Porém, uma das formas de moradia que muitos migrantes encontram é vinculada ao trabalho. O percurso de B. no Brasil ilustra trajetória tomada por muitos migrantes na cidade de São Paulo; é um mecanismo de migração que vincula viagem, trabalho e moradia ( Freire, 2008 ).
B. tem 30 anos, é boliviana da cidade de Santa Cruz de la Sierra, chegou ao Brasil há 11 anos. Ela decidiu vir ao País depois de uma briga familiar. Em sua cidade natal, trabalhava como ambulante e, após um acidente, ficou impossibilitada de carregar peso e exercer a atividade. Após a briga com seus familiares, B. deixou a sua casa e, em meio aos seus percursos na cidade natal, encontrou uma agência que ofereceu trabalho na cidade de São Paulo; mesmo sem estar procurando emprego, acaba por aceitar a proposta, segundo ela, em um momento de raiva (ibid.).
A agência propôs para que ela trabalhasse como assistente em uma oficina localizada na região da Casa Verde, Zona Norte de São Paulo.

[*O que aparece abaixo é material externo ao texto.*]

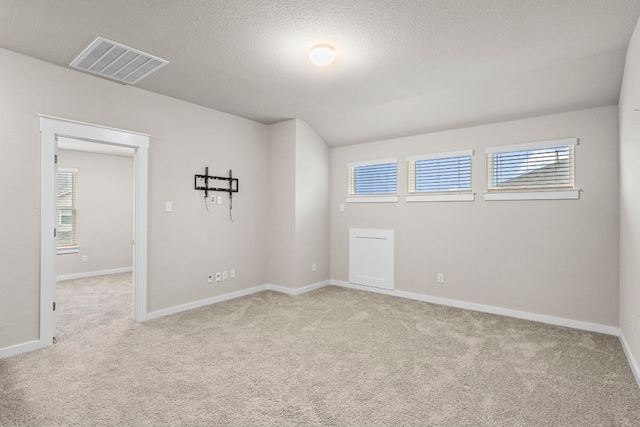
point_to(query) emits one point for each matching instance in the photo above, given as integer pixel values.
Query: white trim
(461, 153)
(372, 162)
(632, 362)
(371, 199)
(559, 321)
(93, 273)
(51, 128)
(440, 197)
(108, 128)
(532, 145)
(63, 250)
(21, 348)
(233, 295)
(534, 195)
(299, 291)
(202, 303)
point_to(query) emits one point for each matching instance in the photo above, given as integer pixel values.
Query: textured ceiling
(403, 67)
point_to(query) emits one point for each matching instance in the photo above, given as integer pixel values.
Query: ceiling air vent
(118, 62)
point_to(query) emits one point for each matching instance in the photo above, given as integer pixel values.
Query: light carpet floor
(332, 357)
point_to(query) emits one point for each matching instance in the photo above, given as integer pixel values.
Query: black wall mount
(208, 183)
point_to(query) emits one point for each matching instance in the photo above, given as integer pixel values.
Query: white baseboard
(558, 321)
(204, 302)
(21, 348)
(93, 273)
(298, 291)
(232, 295)
(632, 362)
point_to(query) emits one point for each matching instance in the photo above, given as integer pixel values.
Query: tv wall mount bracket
(206, 183)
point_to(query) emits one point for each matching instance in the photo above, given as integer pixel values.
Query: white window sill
(371, 199)
(534, 195)
(458, 197)
(68, 250)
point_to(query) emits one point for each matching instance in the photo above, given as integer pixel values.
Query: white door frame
(51, 128)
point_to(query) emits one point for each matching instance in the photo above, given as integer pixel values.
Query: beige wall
(629, 109)
(105, 212)
(298, 205)
(557, 258)
(312, 206)
(184, 245)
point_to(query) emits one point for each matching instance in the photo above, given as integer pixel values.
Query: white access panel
(371, 258)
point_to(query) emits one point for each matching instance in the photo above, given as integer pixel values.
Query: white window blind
(440, 173)
(547, 165)
(66, 227)
(373, 178)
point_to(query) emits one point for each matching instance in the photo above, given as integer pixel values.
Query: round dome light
(322, 55)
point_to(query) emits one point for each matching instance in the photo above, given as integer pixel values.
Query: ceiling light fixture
(322, 55)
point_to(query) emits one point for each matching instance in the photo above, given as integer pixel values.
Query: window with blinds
(373, 178)
(66, 229)
(547, 165)
(440, 173)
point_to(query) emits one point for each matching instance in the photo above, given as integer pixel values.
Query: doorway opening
(94, 224)
(52, 129)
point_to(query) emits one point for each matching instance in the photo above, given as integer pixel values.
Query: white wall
(298, 205)
(312, 206)
(557, 258)
(104, 212)
(185, 245)
(281, 203)
(629, 109)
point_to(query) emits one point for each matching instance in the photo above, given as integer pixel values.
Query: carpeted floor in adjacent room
(331, 357)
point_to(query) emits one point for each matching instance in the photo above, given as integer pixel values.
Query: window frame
(439, 196)
(533, 193)
(74, 247)
(370, 198)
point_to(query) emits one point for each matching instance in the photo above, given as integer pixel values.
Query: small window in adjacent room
(373, 181)
(440, 177)
(540, 170)
(66, 223)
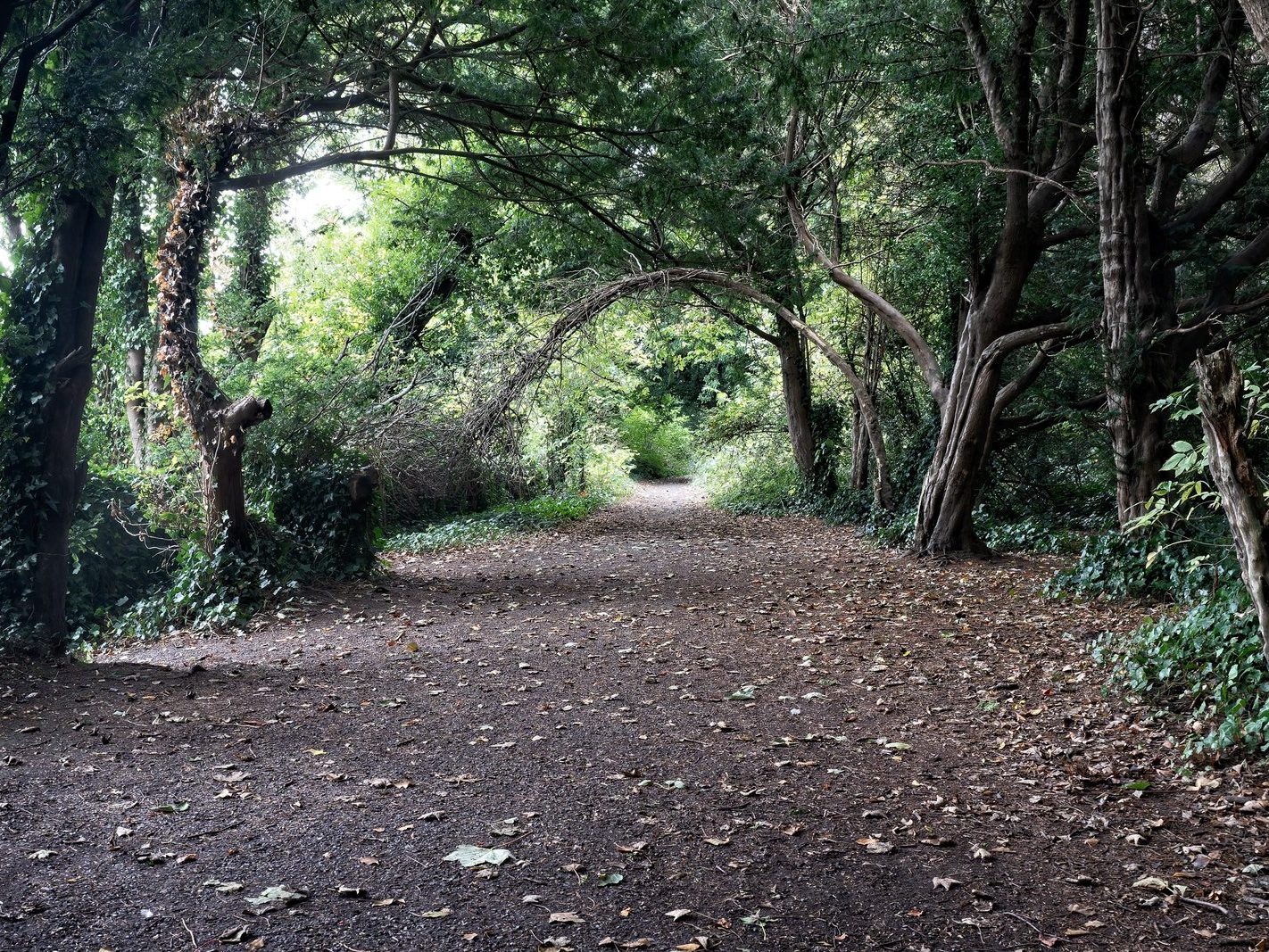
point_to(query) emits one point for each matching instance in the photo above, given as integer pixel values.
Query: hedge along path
(660, 727)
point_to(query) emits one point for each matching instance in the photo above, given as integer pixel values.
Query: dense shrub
(114, 558)
(755, 480)
(661, 446)
(505, 519)
(1207, 663)
(1143, 565)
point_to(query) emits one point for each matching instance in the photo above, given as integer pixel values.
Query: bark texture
(217, 423)
(1038, 119)
(1257, 18)
(78, 254)
(1220, 396)
(136, 318)
(796, 384)
(1155, 204)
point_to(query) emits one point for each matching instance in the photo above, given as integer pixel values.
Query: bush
(757, 480)
(509, 518)
(113, 559)
(660, 446)
(1206, 663)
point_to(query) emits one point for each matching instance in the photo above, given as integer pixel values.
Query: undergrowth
(1205, 663)
(496, 522)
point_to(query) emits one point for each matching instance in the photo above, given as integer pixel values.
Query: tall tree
(47, 338)
(1032, 87)
(1166, 207)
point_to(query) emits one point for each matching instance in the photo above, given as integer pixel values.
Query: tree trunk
(859, 447)
(1220, 396)
(47, 509)
(1257, 18)
(1137, 281)
(219, 426)
(944, 510)
(796, 378)
(860, 444)
(136, 318)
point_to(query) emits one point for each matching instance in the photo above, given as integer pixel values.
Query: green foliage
(661, 446)
(755, 480)
(1206, 661)
(1028, 534)
(114, 559)
(1137, 565)
(509, 518)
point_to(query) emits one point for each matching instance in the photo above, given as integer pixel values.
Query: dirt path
(926, 762)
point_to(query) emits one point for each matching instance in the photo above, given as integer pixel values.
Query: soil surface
(688, 730)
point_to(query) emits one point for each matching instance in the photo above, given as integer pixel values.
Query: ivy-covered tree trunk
(1220, 396)
(944, 510)
(135, 297)
(1136, 278)
(54, 310)
(796, 381)
(219, 426)
(871, 376)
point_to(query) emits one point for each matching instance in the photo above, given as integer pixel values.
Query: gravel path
(688, 730)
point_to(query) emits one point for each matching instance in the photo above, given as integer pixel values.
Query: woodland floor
(928, 762)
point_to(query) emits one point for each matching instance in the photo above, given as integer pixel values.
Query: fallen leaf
(468, 855)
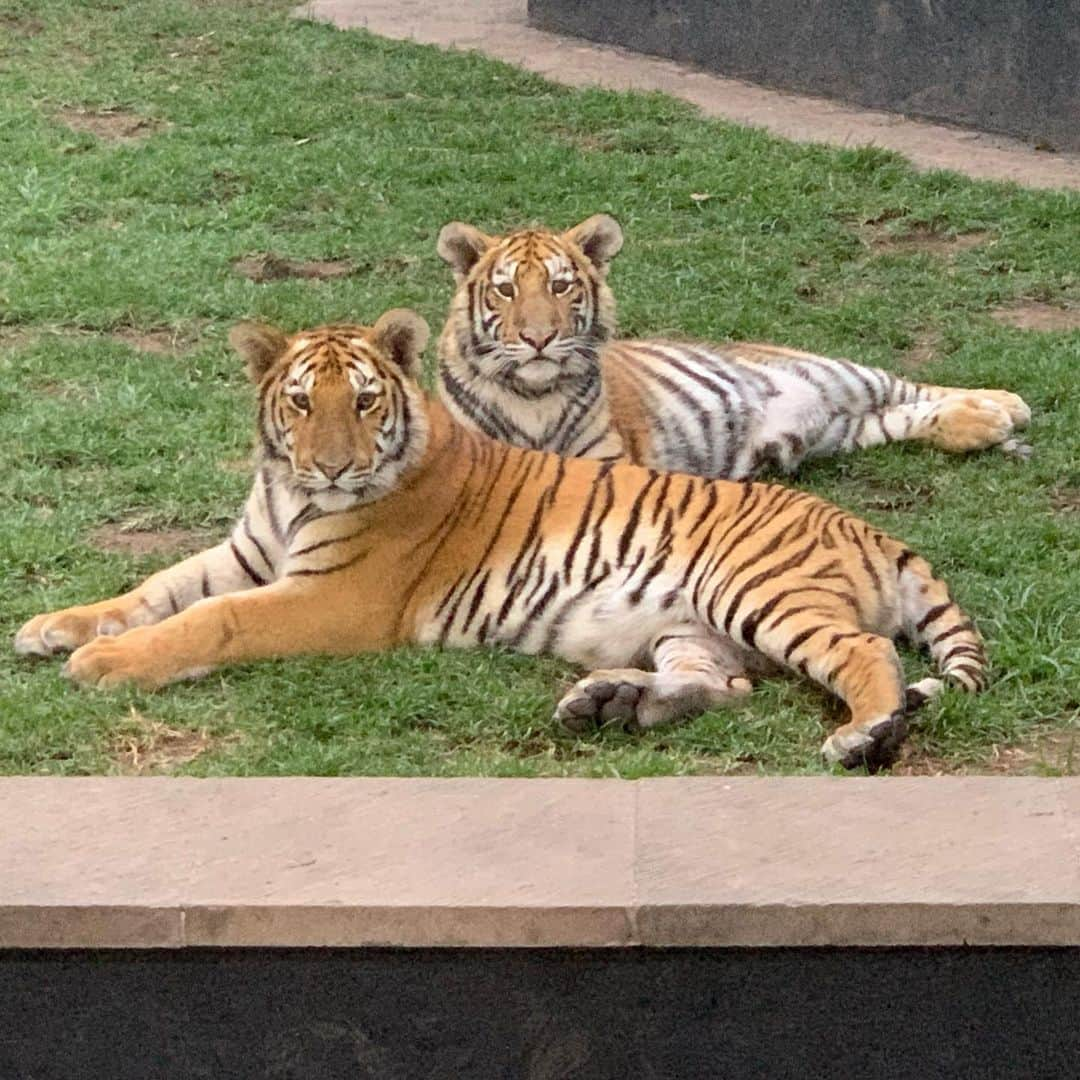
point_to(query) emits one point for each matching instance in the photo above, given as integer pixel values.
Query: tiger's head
(532, 307)
(340, 413)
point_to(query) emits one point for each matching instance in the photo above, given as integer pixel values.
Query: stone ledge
(126, 863)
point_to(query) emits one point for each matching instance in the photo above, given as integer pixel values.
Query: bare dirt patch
(269, 267)
(920, 239)
(921, 351)
(134, 541)
(150, 746)
(1037, 315)
(110, 125)
(161, 342)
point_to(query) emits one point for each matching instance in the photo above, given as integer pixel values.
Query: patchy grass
(244, 132)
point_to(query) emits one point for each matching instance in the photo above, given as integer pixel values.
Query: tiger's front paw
(130, 658)
(45, 635)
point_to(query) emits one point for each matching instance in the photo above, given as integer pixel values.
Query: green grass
(286, 136)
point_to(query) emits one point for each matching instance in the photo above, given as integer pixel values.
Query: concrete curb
(150, 863)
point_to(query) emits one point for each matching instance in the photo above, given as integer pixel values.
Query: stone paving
(500, 29)
(108, 862)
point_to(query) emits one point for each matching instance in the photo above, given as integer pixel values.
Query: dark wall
(1009, 66)
(457, 1014)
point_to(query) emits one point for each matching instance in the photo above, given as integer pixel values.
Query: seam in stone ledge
(635, 904)
(1067, 828)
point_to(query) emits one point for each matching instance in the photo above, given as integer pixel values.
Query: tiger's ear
(259, 346)
(599, 237)
(402, 335)
(460, 245)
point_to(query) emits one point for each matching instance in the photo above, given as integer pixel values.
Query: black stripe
(245, 566)
(932, 615)
(800, 638)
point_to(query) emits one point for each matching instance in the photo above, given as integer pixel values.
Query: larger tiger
(528, 355)
(375, 520)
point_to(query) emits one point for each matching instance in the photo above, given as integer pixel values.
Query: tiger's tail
(933, 619)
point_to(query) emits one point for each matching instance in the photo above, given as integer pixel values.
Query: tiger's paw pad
(595, 702)
(63, 632)
(1018, 410)
(111, 661)
(874, 746)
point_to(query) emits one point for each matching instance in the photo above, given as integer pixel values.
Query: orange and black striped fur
(528, 356)
(375, 520)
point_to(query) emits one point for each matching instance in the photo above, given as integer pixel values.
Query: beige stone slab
(81, 926)
(308, 861)
(500, 29)
(833, 861)
(709, 862)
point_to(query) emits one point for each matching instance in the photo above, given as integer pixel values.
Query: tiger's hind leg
(826, 644)
(694, 672)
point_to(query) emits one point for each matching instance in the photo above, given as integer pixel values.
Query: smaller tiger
(528, 355)
(376, 520)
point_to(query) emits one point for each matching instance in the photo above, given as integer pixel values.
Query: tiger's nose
(331, 472)
(539, 339)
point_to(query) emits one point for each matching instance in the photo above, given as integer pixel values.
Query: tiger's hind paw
(598, 700)
(969, 422)
(874, 745)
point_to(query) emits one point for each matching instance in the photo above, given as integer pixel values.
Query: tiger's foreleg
(694, 672)
(164, 594)
(288, 618)
(957, 423)
(247, 558)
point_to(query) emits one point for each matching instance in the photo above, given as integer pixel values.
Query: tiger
(376, 520)
(528, 354)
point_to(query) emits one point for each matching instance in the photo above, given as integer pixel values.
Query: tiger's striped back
(540, 369)
(377, 520)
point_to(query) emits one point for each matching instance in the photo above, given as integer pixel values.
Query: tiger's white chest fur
(724, 412)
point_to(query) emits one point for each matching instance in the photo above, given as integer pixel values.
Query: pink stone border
(137, 863)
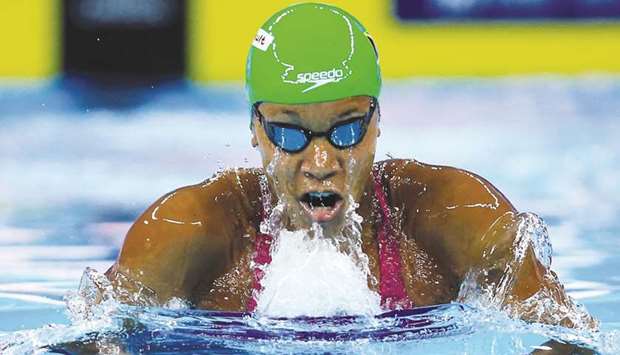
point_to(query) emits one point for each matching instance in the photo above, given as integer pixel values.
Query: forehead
(316, 112)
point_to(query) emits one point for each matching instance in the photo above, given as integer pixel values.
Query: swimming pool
(75, 173)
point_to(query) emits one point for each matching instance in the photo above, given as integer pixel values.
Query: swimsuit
(391, 284)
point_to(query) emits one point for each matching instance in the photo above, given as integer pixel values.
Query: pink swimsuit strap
(391, 284)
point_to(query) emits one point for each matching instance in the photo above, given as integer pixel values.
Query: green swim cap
(309, 53)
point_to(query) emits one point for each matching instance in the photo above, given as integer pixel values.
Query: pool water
(78, 164)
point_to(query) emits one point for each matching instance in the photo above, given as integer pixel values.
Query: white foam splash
(310, 276)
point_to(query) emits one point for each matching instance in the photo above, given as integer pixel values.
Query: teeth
(321, 199)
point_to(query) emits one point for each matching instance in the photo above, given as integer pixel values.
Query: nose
(320, 161)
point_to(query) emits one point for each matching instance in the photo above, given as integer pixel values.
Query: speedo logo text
(312, 77)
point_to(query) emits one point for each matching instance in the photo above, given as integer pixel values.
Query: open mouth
(322, 206)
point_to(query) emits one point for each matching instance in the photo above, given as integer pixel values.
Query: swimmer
(313, 82)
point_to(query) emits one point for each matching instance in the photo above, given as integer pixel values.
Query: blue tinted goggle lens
(287, 138)
(348, 134)
(292, 139)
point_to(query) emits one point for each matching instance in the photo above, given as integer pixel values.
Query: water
(75, 174)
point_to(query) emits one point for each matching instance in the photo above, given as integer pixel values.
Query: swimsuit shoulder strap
(262, 248)
(391, 284)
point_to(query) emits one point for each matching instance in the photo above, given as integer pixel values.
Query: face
(316, 184)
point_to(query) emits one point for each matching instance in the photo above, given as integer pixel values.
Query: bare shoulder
(447, 210)
(442, 186)
(185, 232)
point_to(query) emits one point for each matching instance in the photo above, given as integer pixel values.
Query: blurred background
(107, 105)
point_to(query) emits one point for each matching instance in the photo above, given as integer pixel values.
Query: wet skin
(196, 243)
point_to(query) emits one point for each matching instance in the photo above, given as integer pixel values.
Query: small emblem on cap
(262, 40)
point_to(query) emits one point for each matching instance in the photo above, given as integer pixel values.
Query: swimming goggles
(292, 138)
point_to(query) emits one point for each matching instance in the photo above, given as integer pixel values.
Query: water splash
(316, 275)
(483, 289)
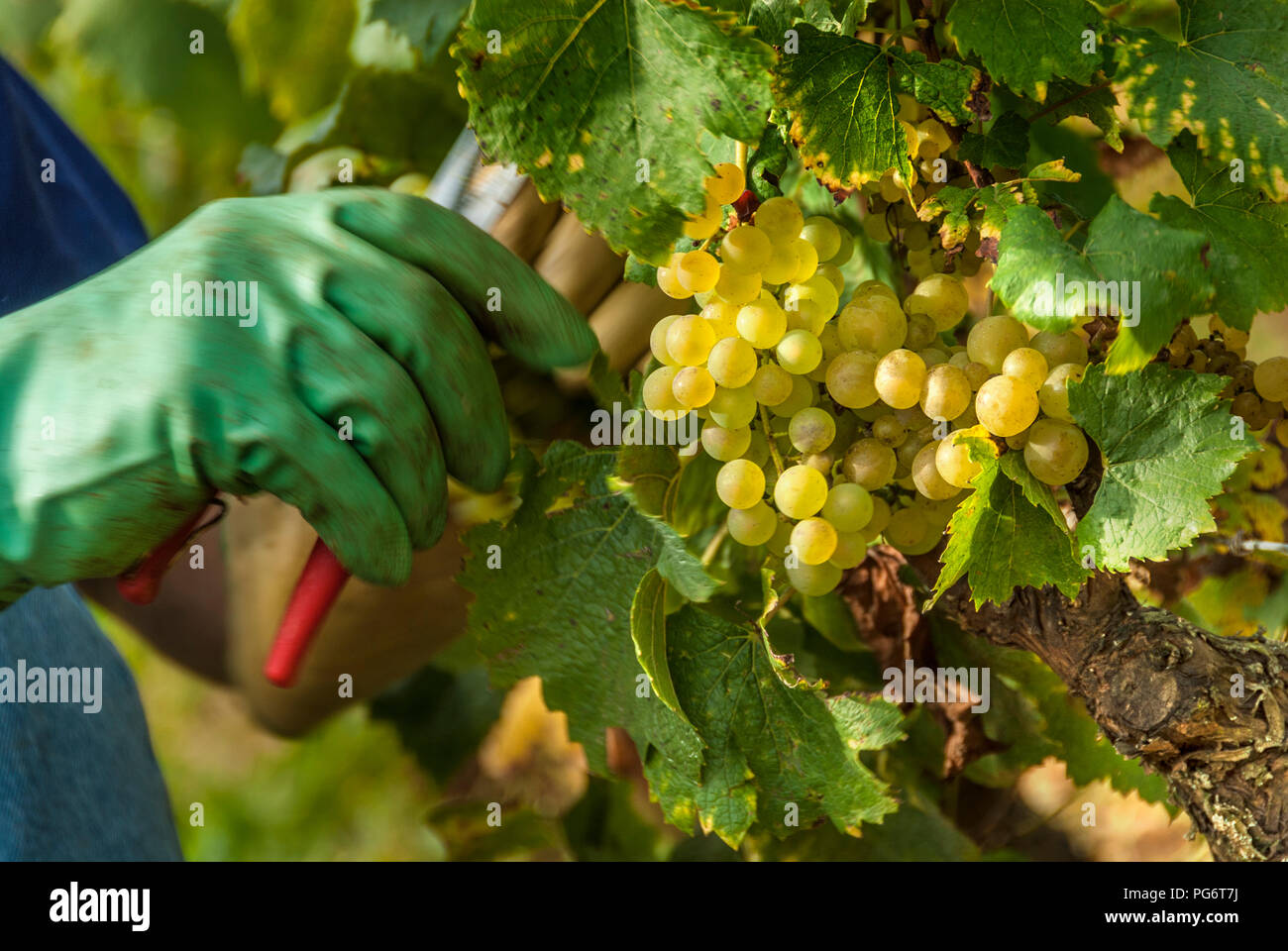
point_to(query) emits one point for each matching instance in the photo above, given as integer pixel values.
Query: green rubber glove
(120, 416)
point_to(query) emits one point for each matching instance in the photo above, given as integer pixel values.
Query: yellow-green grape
(657, 341)
(993, 338)
(746, 249)
(1055, 453)
(1054, 396)
(925, 475)
(761, 324)
(823, 234)
(900, 377)
(754, 526)
(772, 384)
(694, 386)
(732, 363)
(977, 373)
(952, 458)
(921, 333)
(845, 248)
(706, 224)
(722, 318)
(725, 445)
(1025, 365)
(658, 397)
(874, 286)
(806, 260)
(932, 356)
(782, 265)
(669, 281)
(800, 491)
(875, 325)
(739, 483)
(851, 548)
(814, 581)
(814, 540)
(848, 506)
(850, 379)
(726, 184)
(698, 272)
(690, 339)
(907, 528)
(1060, 348)
(1270, 379)
(880, 519)
(738, 289)
(811, 429)
(803, 396)
(732, 409)
(799, 352)
(889, 431)
(411, 183)
(945, 393)
(781, 219)
(833, 276)
(1006, 406)
(870, 464)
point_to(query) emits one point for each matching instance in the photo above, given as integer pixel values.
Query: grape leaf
(1132, 264)
(428, 25)
(842, 97)
(1128, 245)
(1248, 234)
(1224, 81)
(1033, 715)
(771, 745)
(1167, 446)
(1006, 144)
(648, 632)
(1026, 44)
(603, 105)
(1008, 534)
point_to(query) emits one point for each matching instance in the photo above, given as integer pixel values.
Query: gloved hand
(119, 418)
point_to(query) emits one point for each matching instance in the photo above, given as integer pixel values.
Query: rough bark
(1205, 710)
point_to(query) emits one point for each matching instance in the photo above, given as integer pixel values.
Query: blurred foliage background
(279, 90)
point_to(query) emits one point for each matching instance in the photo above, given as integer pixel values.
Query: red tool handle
(314, 593)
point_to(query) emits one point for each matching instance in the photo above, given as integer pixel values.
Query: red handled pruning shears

O trabalho de assistente seria para dobrar e embalar as peças para entrega aos fornecedores. A proposta de salário era de duzentos dólares mensais, com moradia e alimentação inclusos, e com horário de expediente entre oito horas da manhã e cinco da tarde.
Segundo B., existem inúmeras agências em sua cidade que oferecem emprego em todo o mundo, não apenas no Brasil. São aliciadores de mão de obra, agências que ofertam o trabalho na Bolívia, muitas vezes com anúncios falsos, que facilitam a viagem e concedem ofertas de emprego em oficinas e ateliês de costura, como demonstra Freire (2008 , pp. 91-92):
Tais agenciamentos têm na cidade de São Paulo um ponto de ancoramento fundamental que se desenvolve em torno da indústria de confecções. Podemos dizer que são formas particulares de circulação que se conectam com formas específicas de produção, uma mobilidade que é acionada pela demanda por este tipo de trabalho subcontratado característico deste setor da indústria paulistana.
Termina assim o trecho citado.